Case Study    

Thomas Sully's

"Portrait of George Washington"

Before Treatment
The provenance for the Washington portrait is seamless. It has had only one owner--the State Historical Society of Wisconsin. The Society acquired the painting through an ingenious idea on the part of its Secretary Emeritus, Lyman Draper. Draper was born in Evans, New York on September 4, 1815. He was educated at Granville College (now Denison University) in Ohio. Draper was fascinated with history and spent years gathering artifacts and historical records. In 1852, he moved from Ohio to Madison, Wisconsin and served as State Superintendent of Public Instruction and Secretary for the new State Historical Society. (11)
Draper wrote to a group of American painters whose reputations would bring prestige to the new institution. He invited them to become Honorary Members. Sully replied on March 10, 1854 with the following, "I have much pleasure in acknowledging the honour conferred on me by the Historical Society of Wisconsin and would be further gratified by being enabled to prove to the Society my willingness to deserve their kindness.
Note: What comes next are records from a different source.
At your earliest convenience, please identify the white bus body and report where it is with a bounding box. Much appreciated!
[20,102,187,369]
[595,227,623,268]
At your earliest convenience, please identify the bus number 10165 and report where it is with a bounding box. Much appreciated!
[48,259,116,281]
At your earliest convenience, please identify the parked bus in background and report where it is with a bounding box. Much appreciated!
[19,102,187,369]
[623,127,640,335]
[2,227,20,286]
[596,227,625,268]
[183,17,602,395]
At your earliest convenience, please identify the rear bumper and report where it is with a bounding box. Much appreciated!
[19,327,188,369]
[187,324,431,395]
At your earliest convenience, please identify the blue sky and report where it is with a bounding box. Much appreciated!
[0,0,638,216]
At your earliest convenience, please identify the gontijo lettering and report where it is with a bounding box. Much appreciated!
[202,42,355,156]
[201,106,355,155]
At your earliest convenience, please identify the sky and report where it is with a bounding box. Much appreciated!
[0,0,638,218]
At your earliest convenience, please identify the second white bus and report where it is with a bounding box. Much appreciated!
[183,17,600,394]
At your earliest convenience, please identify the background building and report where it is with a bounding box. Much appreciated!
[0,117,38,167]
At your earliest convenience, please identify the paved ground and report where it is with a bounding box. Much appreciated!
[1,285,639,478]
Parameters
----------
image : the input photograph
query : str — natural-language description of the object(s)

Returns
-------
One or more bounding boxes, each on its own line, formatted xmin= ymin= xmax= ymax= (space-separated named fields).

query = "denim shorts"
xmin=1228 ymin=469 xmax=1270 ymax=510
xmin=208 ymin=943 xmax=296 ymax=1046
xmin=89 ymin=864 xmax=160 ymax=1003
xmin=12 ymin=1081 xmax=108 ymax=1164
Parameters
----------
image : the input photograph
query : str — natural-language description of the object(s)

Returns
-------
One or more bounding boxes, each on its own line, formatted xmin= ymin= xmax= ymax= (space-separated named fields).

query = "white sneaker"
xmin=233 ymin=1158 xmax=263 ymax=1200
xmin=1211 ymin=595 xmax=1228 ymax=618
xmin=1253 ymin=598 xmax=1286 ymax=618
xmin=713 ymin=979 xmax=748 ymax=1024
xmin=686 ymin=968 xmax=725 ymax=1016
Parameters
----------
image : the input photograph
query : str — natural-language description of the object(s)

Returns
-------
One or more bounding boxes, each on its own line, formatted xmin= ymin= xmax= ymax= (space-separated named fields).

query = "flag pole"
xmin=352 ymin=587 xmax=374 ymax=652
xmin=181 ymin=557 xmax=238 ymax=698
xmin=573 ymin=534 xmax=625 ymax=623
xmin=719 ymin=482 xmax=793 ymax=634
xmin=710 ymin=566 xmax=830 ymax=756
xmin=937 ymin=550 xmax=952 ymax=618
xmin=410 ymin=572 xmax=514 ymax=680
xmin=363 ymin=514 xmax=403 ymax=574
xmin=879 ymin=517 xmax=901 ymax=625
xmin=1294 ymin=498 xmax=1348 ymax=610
Will the Society suggest the name of any person I can paint for them. Would a copy of the portrait of Washington by Stuart be acceptable? or of my likeness of Genl. Jackson? With sincere respect to the gentlemen composing the Institution and to you. I am very respectfully, their and your Obedient Servant. Thos. Sully."(12)
A special meeting of the Society was called on March 18, 1854, and a resolution was adopted thanking Thos. Sully and requesting the portrait of Washington after Stuart. The Society's 1st Annual Report, dated January 2, 1855, states, "Veteran artist Thos. Sully of Phila., has painted and presented to the Society a copy of Stuart's Washington pronounced a faithful and valuable copy of our venerable President, who was personally acquainted with Stuart & has seen the original painting."(13) Sully's Register identifies the painting as, "Copied from painting by Stuart for the Historical Society of Wisconsin, painting begun March 31st, 1854, finished April 19th, 1854. (14) Just 20 days were required for Sully to paint his masterful copy.
The image below is a remarkable stereograph capturing the artist working on a Washington portrait. (15) This undated photo is reproduced from Fabian's article where the caption reads, "Thomas Sully in his Philadelphia studio. Untrimmed albumen print stereograph by an unidentified photographer. This may have been taken in June 1863 when the artist is known to have painted a copy of a Gilbert Stuart portrait of George Washington." Sully would have been 80 years old in 1863. From, it is noted that the first stereographs were made in the 1840s. It is possible, then, that the image is actually from 1854, and is a record of Sully, at the age of 71, working on the treated painting.

Thomas Sully in his Philadelphia Studio
(11) Biographical information from State Historical Society of Wisconsin web site. (accessed 27 Nov. 2006).
(12) A draft of Draper's initial letter to Sully does not exist. Sully's reply from a transcription (Corresponding Members Vol. I, No. 457) has been cited but the original letter is missing from the Society's archives.
(13) Special meeting and 1st Annual Report citations provided by the Society to the author.
(14) Sully, Account of Pictures. Inventory #1796. Also, Biddle, Inventory # 1900.
(15) This image is reproduced from Fabian, 21.